Realisasi Sebelum Ini Tertinggi Paling Rendah Tanggal Satuan Frekuensi
63.54 61.50 121.64 3.53 1975 - 2026 Usd / T. Ons Harian

Berita
Perak Naik ke Tinggi 7 Minggu
Harga perak naik menjadi lebih dari $63,5 per ons pada hari Jumat, tertinggi dalam tujuh minggu, karena pasar mempertimbangkan kembali kemungkinan bahwa Federal Reserve akan menaikkan suku bunga tahun ini. Data pekerjaan baru menunjukkan penurunan yang tidak terduga dalam jumlah gaji, membatasi ruang gerak untuk suku bunga yang lebih tinggi dalam menghadapi tekanan inflasi. Namun, harga bahan bakar dan gas alam mempertahankan sebagian besar penurunan mereka pada bulan Agustus saat pemerintahan presiden AS mengejar kesepakatan dengan Iran untuk memulihkan ekspor energi melalui Teluk Persia. Risiko yang lebih rendah dari penurunan suku bunga menurunkan imbal hasil dan menguntungkan logam mulia. Sebagai imbalannya, permintaan industri untuk perak juga mendukung tawaran, karena impor perak dari Tiongkok melonjak 62,5% secara tahunan pada bulan Juni menjadi 219.000 ton. Data tersebut sejalan dengan peningkatan produksi panel surya dan jaringan listrik. Namun, risiko yang terus ada dari lonjakan harga energi menjaga harga perak relatif dekat dengan level terendah tujuh bulan sebesar $55 per ons dari 16 Juli.
2026-08-07
Perak Naik Menjelang Laporan Pekerjaan AS
Perak naik di atas $63 per ons pada hari Jumat, mencapai level tertinggi dalam enam minggu saat investor menunggu laporan pekerjaan AS yang sangat diperhatikan untuk petunjuk baru tentang kondisi pasar tenaga kerja dan prospek kebijakan moneter Federal Reserve. Pasar tetap terpecah mengenai apakah bank sentral AS akan menaikkan suku bunga pada bulan September, meskipun pejabat Fed semakin menunjukkan kesediaan untuk memperketat kebijakan segera di tengah tekanan inflasi yang meningkat. Investor juga memantau perkembangan di Timur Tengah, karena ketegangan yang diperbarui di Selat Hormuz mendorong harga minyak lebih tinggi, menghidupkan kembali kekhawatiran tentang inflasi dan prospek kenaikan suku bunga dalam waktu dekat.
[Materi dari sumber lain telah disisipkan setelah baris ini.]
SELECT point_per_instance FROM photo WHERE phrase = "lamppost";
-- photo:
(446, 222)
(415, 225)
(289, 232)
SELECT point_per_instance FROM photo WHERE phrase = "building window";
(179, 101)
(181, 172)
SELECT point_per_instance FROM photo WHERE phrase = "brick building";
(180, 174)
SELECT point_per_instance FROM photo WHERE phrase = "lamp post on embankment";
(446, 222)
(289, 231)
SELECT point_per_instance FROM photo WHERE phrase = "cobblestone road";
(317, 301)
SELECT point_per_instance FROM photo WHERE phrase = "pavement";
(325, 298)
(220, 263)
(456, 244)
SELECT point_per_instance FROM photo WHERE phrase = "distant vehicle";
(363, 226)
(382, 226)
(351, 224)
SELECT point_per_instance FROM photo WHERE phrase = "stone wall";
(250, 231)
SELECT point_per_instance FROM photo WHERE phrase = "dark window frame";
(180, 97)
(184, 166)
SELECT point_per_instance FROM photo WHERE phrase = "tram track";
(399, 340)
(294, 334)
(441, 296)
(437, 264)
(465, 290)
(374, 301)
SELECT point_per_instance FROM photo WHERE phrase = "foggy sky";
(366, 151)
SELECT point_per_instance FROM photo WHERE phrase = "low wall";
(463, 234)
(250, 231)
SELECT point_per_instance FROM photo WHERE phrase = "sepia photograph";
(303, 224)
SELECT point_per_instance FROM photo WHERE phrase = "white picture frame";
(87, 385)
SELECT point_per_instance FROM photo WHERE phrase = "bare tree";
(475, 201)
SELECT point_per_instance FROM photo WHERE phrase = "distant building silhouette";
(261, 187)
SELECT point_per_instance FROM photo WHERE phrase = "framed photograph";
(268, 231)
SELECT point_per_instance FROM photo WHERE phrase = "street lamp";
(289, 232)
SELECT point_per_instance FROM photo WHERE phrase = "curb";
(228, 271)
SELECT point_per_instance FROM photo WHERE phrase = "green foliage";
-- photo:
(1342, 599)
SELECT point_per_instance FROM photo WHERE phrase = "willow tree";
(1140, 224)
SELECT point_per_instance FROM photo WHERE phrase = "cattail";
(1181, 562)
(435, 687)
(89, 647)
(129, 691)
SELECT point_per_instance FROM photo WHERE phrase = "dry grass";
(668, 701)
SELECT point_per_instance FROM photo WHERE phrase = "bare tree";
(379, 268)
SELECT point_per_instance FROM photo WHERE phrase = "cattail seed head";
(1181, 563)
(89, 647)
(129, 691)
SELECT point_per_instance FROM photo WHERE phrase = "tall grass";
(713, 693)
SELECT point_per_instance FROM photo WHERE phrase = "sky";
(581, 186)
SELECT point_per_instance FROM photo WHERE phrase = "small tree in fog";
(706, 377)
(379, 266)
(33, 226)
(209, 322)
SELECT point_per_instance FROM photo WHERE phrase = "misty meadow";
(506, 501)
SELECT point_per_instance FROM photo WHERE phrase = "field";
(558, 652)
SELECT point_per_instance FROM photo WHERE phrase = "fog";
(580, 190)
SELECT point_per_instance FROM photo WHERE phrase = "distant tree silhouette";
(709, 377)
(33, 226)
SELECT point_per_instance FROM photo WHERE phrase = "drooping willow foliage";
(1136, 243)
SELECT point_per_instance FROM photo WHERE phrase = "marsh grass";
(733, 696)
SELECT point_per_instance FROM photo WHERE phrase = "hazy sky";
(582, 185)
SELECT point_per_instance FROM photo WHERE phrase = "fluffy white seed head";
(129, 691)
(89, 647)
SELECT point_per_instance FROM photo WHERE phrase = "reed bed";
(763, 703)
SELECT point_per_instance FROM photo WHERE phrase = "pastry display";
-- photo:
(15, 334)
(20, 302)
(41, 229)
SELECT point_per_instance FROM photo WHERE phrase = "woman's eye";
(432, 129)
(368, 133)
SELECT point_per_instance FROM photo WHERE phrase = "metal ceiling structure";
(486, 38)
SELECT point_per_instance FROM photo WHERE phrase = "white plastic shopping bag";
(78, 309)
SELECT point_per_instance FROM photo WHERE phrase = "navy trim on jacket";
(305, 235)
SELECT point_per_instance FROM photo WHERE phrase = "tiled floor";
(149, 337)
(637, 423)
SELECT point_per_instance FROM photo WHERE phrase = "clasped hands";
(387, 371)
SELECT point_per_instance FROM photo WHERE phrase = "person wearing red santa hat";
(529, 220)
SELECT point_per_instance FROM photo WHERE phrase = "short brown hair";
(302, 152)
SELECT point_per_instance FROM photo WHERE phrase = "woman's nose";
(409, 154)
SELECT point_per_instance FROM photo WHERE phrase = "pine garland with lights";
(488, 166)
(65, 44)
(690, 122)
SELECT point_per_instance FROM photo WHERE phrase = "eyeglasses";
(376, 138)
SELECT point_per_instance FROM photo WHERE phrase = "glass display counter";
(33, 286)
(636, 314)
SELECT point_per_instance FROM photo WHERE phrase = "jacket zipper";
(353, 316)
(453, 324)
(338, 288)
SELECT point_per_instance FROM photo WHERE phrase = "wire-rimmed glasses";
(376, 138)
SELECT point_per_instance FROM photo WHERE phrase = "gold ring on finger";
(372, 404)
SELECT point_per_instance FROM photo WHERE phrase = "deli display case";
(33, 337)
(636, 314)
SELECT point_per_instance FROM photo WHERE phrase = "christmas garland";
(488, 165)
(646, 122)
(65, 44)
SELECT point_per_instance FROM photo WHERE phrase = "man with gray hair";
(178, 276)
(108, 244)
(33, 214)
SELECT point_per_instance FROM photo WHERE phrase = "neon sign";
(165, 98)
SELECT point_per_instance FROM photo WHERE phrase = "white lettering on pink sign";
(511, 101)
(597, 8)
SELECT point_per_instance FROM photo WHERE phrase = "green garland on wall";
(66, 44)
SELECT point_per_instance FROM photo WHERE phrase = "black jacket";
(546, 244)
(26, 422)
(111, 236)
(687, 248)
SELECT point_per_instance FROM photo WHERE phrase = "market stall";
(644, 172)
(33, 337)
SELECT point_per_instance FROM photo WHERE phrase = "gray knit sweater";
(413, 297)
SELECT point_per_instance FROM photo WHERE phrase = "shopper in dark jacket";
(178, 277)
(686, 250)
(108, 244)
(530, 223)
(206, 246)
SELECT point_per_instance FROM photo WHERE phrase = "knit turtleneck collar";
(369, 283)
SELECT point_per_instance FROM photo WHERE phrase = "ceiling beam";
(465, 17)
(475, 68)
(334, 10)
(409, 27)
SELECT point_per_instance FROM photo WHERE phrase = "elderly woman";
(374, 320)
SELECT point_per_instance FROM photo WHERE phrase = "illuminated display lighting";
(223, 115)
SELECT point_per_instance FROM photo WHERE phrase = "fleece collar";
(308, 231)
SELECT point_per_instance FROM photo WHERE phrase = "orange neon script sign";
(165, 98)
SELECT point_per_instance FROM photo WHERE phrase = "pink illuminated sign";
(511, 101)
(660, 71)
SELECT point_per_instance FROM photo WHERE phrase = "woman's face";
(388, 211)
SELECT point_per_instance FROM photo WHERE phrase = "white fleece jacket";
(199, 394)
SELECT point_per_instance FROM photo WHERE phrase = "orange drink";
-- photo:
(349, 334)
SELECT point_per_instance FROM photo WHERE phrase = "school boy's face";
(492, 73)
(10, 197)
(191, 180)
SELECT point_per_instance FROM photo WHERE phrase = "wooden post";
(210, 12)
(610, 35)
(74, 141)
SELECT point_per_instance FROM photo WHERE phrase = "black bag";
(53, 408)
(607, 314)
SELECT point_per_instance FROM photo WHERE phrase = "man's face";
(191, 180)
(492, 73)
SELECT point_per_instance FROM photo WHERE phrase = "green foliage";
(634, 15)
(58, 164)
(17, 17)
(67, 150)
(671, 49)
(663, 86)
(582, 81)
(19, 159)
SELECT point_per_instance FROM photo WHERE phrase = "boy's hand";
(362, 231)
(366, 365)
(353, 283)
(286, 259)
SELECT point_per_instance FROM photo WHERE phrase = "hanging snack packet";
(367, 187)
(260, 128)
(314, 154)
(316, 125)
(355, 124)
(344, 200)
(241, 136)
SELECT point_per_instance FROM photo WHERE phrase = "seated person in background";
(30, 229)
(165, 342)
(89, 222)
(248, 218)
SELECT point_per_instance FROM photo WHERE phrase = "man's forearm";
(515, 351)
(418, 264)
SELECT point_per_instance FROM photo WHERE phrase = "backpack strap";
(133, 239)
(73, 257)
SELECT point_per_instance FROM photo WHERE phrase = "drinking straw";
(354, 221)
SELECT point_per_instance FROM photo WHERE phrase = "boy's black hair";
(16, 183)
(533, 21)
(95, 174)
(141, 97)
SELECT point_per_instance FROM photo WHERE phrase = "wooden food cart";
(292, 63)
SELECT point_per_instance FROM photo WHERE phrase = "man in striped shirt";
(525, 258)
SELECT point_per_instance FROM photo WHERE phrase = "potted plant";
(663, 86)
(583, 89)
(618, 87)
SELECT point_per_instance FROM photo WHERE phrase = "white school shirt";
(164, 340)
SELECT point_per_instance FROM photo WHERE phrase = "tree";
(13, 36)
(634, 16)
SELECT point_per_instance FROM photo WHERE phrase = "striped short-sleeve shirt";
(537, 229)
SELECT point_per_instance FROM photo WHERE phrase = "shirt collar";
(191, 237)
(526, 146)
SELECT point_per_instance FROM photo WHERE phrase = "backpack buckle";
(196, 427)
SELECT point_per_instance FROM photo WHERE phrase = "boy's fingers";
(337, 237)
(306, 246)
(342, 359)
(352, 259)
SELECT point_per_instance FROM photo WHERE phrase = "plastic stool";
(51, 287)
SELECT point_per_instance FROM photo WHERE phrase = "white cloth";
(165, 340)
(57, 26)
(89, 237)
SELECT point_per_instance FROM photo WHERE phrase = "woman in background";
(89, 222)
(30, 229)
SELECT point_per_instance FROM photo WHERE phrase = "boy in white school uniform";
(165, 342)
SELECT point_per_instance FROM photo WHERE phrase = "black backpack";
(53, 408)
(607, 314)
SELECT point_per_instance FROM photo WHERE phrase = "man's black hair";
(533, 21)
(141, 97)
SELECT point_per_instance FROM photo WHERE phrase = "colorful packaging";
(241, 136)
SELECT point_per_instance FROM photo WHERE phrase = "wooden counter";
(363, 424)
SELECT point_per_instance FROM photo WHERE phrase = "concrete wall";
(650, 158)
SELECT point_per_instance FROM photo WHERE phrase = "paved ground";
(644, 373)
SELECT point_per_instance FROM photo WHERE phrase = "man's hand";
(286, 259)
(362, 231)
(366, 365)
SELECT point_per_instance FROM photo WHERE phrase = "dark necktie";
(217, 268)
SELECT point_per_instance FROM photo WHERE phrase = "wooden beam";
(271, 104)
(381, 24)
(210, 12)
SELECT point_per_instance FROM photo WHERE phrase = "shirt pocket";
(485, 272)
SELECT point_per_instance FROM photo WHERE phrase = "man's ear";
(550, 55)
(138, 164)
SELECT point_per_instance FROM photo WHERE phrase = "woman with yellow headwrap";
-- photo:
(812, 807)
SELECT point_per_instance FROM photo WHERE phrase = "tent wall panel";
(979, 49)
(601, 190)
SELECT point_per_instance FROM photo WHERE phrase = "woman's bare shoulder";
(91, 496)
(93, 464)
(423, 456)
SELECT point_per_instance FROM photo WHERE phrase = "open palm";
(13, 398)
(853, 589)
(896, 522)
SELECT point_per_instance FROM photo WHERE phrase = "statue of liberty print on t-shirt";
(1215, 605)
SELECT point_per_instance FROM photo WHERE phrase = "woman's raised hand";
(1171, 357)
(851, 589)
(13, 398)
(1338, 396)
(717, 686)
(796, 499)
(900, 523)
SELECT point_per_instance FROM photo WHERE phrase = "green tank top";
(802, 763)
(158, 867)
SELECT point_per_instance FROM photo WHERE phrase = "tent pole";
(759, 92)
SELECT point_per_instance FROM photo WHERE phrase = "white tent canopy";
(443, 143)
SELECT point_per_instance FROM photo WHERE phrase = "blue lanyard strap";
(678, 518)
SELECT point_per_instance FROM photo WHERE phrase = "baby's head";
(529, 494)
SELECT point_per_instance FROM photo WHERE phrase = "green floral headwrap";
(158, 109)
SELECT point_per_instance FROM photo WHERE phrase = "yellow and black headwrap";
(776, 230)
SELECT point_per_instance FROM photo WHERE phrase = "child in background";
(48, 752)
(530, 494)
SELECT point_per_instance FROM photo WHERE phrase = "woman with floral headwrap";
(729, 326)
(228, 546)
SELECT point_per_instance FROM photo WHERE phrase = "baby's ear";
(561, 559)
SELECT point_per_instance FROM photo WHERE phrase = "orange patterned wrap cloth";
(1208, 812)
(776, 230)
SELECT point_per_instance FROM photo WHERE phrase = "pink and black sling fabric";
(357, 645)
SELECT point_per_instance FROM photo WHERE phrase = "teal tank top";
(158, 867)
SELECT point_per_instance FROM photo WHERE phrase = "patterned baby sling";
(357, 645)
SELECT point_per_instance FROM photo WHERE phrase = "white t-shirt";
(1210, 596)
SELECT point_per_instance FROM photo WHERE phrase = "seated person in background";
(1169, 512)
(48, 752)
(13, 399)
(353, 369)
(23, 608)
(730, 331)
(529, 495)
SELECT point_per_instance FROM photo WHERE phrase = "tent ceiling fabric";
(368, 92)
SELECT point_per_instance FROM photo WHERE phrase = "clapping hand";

Di tempat lain, permintaan industri terus mendukung harga perak, dengan impor bijih perak dari China melonjak 62,5% tahun ke tahun pada bulan Juni menjadi 219.000 ton.
2026-08-07
Perak Turun di Tengah Ketegangan Hormuz yang Kembali Meningkat
Perak jatuh menuju $61 per ons pada hari Jumat, merosot untuk sesi kedua berturut-turut karena ketegangan di Selat Hormuz mendorong harga minyak lebih tinggi, menghidupkan kembali kekhawatiran tentang inflasi dan kemungkinan kenaikan suku bunga Federal Reserve dalam waktu dekat. Laporan menunjukkan bahwa Iran menyerang apa yang digambarkannya sebagai "target musuh" di selat setelah ledakan dekat Pulau Qeshm. Teheran juga berusaha untuk melarang kapal AS dan Israel melintasi Hormuz sambil mengharuskan negara-negara yang dianggapnya musuh untuk membayar kompensasi sebelum diizinkan melintas. Sementara itu, pejabat Fed semakin menunjukkan bahwa mereka siap untuk segera menaikkan suku bunga di tengah risiko inflasi yang meningkat, dengan pasar memperkirakan kenaikan 25 basis poin pada bulan September. Pada saat yang sama, permintaan industri terus memberikan dukungan mendasar bagi perak, dengan impor bijih perak dari China melonjak 62,5% tahun ke tahun pada bulan Juni menjadi 219.000 ton.